* Congress scion Gandhi ruffles feathers in coalition
* Food inflation is straining coalition ties
* Food security bill seen delayed by a year
By Krittivas Mukherjee
NEW DELHI, Jan 12 (Reuters) - Food inflation is fuelling tensions within India's ruling coalition, highlighting how high prices of basic foodstuffs have become a major voter issue ahead of state elections.
Food inflation, at a one-year high of 18.3 percent, is the highest of the major Asian economies, another headache for a government already battling multi-billion dollar corruption cases that have emboldened the opposition.
Rising prices of basic foodstuffs like onions could threaten the Congress party's chance in elections in states like West Bengal and Tamil Nadu that are key for Prime Minister Manmohan Singh's coalition to keep a majority in parliament.

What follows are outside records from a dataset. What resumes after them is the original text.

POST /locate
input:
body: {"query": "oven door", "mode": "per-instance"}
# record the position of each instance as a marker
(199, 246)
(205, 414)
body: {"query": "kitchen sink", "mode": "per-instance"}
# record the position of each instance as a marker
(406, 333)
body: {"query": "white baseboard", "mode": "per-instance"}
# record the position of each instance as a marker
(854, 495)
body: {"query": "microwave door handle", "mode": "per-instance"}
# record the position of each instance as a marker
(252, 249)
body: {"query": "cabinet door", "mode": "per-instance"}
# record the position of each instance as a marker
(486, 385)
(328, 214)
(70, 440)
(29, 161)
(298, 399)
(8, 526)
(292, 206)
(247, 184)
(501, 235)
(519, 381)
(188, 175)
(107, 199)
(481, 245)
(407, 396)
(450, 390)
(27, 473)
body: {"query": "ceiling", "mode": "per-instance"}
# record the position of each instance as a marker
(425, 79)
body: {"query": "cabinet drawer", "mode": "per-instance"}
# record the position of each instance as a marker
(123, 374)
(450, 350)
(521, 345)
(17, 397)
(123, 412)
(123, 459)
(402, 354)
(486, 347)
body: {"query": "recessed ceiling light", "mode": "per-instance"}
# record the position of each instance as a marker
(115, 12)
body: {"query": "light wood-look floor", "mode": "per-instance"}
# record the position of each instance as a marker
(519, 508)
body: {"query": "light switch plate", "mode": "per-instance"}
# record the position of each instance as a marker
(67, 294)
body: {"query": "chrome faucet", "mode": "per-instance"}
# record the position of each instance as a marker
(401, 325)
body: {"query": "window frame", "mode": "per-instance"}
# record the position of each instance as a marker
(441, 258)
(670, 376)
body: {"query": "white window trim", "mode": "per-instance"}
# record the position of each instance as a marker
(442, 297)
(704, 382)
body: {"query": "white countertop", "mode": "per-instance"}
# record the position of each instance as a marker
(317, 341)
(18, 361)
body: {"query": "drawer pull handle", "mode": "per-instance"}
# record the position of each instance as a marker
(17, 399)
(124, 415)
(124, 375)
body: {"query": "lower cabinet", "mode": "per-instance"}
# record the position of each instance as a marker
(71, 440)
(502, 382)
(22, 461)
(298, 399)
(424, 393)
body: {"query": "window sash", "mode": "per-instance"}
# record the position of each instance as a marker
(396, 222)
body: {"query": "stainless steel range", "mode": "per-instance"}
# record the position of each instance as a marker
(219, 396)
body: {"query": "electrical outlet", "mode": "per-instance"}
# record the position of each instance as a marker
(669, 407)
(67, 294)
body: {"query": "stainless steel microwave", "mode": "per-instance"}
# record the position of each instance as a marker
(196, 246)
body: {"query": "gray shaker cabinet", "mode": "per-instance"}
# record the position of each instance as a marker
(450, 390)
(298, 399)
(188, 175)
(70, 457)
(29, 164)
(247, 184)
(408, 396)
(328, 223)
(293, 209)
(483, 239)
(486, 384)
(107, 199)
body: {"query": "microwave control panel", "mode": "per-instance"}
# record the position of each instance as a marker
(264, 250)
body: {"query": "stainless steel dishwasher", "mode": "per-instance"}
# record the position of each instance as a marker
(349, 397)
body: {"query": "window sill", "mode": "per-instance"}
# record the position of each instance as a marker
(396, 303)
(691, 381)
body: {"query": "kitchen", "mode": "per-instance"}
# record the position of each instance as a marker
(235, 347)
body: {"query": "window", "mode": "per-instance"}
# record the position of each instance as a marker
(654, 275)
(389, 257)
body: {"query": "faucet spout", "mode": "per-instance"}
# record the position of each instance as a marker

The row broke out after Rahul Gandhi, family scion of India's most famous dynasty and a potential future prime minister for Congress, sought to blame the "compulsions" of a coalition government for the failure to control inflation and corruption.
The Nationalist Congress Party (NCP), a coalition partner led by Farm Minister Sharad Pawar, hit back on Wednesday, saying fighting inflation was a collective responsibility.
"His statement was unfortunate and not based on facts," said D.P. Tripathi, spokesman of the NCP. "We have seen in the 2004 and 2009 (general) elections that the people have given the mandate for coalition governments."
The row highlighted how some in Congress party feel frustrated that coalition partners have stymied reforms to pander to their regional voter interests.
The government is widely criticised to failing to implement reforms, like allowing foreign investment in multi-brand retail and modernising distribution networks, that would tackle the infrastructure bottlenecks that have helped keep inflation high.
The row does not threaten the ruling coalition but signals the lack of a cohesive policy response to deal with inflation.
The United Nations' food agency (FAO) said last week that global food prices hit a record high in December, topping 2008 levels when riots broke out in various countries. [ID:nLDE7041BM]
CUSHIONING INDIA'S POOR
Adding to the government's problems, a proposed food security bill may take at least a year to be finalised, delaying a possible vote-winning policy for Congress.
The proposal to widen subsidies of grains for the poor is seen hitting public finances but also easing voter ire against Congress ahead of state elections this year and the 2014 general election.
"There are policy and implementation issues on which we need clarity. There is also the issue of identifying the poor," the Financial Express quoted Naresh C. Saxena, a member of the National Advisory Council (NAC) which is drawing up the bill, as saying.
"There is crowding at the poverty line and hence, it might take one year in finalising the bill."
Wrangling over the scope of subsidies has stalled the food bill despite the backing of powerful Congress party chief Sonia Gandhi. Backers say it will protect over 400 million of India's poor, but critics say it will hit plans to cut the fiscal deficit.
The government is pushing for the law to subsidise grains to partly shield its voter base from surging inflation in a country where about 40 percent of the 1.2 billion population lives below the U.N.-estimated poverty line.
India already provides cheap grains and pulses to nearly 180 million poor or low-income families through a public distribution system that will cost nearly $12 billion in the year to end-March 2011, accounting for about 1 percent of GDP and 5 percent of total government spending.
The food security bill could nearly double the food subsidy bill to as much as $23 billion.
The NAC, headed by Sonia Gandhi, has suggested widening subsidies to 75 percent of the population. NAC is helping the government draft the bill.
The NAC wants the poorest of families to be given 35 kg (77 lbs) of rice at 6 U.S. cents a kg a month, while those a bit better off should be given 20 kg.